Introduction to geospatial data analysis with GeoPandas and the PyData stack


Tutorial on geospatial data manipulation with Python

This tutorial is an introduction to geospatial data analysis in Python, with a focus on tabular vector data using GeoPandas. It will introduce the different libraries to work with geospatial data and will cover munging geo-data and exploring relations over space. This includes importing data in different formats (e.g. shapefile, GeoJSON), visualizing, combining and tidying them up for analysis, exploring spatial relationships, ... and will use libraries such as pandas, geopandas, shapely, pyproj, matplotlib, cartopy, ...

The tutorial will cover the following topics, each of them using Jupyter notebooks and hands-on exercises with real-world data:

  1. Introduction to vector data and GeoPandas
  2. Visualizing geospatial data
  3. Spatial relationships and operations
  4. Spatial joins and overlays
  5. Short showcase of parallel/distributed geospatial analysis with Dask

This repository initially contained the teaching material for the geospatial data analysis tutorial at GeoPython 2018, May 7-9 2018, Basel, Switzerland, and was later updated and also used at Scipy 2018 and EuroScipy 2018.

Installation notes

Following this tutorial will require recent installations of:

  • Python >= 3.5 (it will probably work on python 2.7 as well, but I didn't test it specifically)
  • pandas
  • geopandas >= 0.3.0
  • matplotlib
  • rtree
  • PySAL
  • Jupyter Notebook
  • (optional for visualisation showcase) cartopy
  • (optional for visualisation showcase) geoplot

If you do not yet have these packages installed, we recommend to use the conda package manager to install all the requirements (you can install miniconda or install the (larger) Anaconda distribution, found at https://www.anaconda.com/download/).

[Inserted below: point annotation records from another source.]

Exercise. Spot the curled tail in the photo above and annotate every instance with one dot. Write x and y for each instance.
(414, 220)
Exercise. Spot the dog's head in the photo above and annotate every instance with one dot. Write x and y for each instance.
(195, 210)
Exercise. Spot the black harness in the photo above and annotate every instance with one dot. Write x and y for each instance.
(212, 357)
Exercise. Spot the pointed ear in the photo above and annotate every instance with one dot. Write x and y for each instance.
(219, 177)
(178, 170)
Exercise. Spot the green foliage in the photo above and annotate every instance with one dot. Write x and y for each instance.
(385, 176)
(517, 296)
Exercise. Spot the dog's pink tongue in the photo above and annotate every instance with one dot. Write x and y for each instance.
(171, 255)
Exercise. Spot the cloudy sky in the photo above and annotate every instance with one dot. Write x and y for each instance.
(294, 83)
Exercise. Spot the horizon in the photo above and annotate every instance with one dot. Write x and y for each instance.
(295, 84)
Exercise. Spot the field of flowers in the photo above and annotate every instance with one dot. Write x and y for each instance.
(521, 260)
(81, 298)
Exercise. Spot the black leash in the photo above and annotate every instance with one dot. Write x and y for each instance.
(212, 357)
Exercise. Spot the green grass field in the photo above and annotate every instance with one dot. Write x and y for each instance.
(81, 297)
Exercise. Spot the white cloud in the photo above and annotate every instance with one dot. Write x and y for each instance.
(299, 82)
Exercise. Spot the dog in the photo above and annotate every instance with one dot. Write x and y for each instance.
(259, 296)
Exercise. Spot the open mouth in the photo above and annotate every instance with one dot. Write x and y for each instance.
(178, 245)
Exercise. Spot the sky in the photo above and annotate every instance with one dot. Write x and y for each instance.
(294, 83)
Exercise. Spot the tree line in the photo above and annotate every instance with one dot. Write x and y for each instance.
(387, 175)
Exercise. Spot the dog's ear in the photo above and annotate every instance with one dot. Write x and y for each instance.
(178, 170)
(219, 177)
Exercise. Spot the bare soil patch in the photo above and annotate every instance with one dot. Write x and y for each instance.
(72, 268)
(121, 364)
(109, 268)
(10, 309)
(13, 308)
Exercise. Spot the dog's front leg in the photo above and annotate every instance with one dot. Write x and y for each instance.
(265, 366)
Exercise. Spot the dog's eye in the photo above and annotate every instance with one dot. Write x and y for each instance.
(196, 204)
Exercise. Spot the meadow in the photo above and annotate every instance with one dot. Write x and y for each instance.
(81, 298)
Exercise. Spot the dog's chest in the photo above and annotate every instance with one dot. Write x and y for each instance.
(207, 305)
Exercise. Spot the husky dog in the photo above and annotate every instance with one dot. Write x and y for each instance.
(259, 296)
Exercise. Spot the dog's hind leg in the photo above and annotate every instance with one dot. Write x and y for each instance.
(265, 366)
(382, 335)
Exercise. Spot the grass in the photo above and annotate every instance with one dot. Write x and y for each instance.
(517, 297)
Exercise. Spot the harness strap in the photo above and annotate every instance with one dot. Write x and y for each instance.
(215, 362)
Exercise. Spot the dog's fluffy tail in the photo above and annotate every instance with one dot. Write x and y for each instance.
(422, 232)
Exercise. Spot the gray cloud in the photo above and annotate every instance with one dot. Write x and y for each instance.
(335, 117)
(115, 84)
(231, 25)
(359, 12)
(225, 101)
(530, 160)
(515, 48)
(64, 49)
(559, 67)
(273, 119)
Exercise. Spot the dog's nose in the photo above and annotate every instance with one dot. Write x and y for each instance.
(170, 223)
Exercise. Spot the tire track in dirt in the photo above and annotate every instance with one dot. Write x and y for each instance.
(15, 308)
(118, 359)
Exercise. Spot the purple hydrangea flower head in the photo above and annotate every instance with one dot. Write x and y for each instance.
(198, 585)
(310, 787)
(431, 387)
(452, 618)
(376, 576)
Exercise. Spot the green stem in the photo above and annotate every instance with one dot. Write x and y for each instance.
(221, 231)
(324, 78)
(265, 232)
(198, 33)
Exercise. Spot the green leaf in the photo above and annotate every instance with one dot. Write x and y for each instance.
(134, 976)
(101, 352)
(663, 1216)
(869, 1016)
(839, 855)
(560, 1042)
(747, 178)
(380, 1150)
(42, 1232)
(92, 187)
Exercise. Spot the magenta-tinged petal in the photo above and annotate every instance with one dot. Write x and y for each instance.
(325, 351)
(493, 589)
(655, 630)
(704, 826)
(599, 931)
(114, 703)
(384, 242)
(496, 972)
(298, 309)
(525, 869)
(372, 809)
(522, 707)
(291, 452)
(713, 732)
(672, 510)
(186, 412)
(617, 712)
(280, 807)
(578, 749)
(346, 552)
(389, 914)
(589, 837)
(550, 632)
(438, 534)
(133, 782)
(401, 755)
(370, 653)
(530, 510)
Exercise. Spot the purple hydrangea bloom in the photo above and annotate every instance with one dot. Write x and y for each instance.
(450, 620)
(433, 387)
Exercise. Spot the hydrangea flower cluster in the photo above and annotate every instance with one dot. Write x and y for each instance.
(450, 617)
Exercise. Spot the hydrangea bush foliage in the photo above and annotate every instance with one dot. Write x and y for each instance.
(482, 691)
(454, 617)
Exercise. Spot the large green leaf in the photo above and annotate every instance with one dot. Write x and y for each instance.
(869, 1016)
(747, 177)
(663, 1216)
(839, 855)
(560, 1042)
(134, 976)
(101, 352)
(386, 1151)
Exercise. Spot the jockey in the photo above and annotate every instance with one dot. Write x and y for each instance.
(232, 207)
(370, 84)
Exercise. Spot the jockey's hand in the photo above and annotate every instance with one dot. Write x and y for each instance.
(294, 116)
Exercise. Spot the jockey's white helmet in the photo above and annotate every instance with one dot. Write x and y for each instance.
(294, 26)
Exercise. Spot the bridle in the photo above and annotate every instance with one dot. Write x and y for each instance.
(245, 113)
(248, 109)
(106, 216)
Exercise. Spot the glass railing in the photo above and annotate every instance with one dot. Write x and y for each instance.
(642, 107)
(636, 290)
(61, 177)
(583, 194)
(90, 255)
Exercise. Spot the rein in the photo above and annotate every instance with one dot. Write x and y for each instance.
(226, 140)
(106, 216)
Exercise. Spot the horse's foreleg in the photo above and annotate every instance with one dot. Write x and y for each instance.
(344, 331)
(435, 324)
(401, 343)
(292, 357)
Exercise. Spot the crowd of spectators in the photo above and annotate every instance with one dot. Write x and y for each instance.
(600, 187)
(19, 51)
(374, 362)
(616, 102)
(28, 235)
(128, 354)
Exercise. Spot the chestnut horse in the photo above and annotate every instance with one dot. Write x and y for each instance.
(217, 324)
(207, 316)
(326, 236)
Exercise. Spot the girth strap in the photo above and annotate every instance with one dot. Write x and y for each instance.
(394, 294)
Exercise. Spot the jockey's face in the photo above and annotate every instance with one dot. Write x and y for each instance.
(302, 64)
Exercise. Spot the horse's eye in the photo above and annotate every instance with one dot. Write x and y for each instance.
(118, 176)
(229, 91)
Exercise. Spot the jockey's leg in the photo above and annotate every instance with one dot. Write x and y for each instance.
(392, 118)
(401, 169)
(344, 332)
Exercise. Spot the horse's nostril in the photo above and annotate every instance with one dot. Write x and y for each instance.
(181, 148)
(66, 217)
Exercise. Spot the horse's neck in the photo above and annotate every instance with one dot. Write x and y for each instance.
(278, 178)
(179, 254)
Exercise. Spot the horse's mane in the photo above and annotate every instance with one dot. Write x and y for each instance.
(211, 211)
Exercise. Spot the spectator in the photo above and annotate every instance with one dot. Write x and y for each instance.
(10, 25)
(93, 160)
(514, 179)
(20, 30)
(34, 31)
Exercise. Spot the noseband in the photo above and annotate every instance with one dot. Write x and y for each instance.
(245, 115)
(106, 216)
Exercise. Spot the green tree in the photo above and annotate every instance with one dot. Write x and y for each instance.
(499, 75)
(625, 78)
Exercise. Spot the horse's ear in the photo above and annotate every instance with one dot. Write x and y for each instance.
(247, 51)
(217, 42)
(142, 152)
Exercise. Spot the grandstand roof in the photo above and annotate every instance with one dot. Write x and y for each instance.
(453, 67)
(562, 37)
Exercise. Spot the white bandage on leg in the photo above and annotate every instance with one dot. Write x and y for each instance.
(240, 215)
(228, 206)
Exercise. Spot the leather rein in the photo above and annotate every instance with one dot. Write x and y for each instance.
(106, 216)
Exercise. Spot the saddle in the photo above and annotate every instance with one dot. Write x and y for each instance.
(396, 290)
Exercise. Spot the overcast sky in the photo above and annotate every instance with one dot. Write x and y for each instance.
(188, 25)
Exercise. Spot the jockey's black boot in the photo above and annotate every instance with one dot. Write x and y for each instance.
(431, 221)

Once this is installed, the following command will install all required packages in your Python environment:

conda install jupyter geopandas

For the optional dependencies, you can do:

conda install cartopy
conda install geoplot -c conda-forge

But of course, using another distribution (e.g. Enthought Canopy) or pip is fine as well (a requirements file is provided as well), as long as you have the above packages installed.

Downloading the tutorial materials

Note: I am still updating the materials, so I recommend to only download the materials the morning before the tutorial starts, or to update your local copy then. To update a local copy, you can download the latest version again, or do a git pull if you are using git.

If you have git installed, you can get the tutorial materials by cloning this repo:

git clone https://github.com/jorisvandenbossche/geopandas-tutorial.git

Otherwise, you can download the repository as a .zip file by heading over to the GitHub repository (https://github.com/jorisvandenbossche/geopandas-tutorial) in your browser and click the green "Download" button in the upper right:

Test the tutorial environment

To make sure everything was installed correctly, open a terminal, and change its directory (cd) so that your working directory is the tutorial materials you downloaded in the step above. Then enter the following:

python check_environment.py

Make sure that this scripts prints "All good. Enjoy the tutorial!"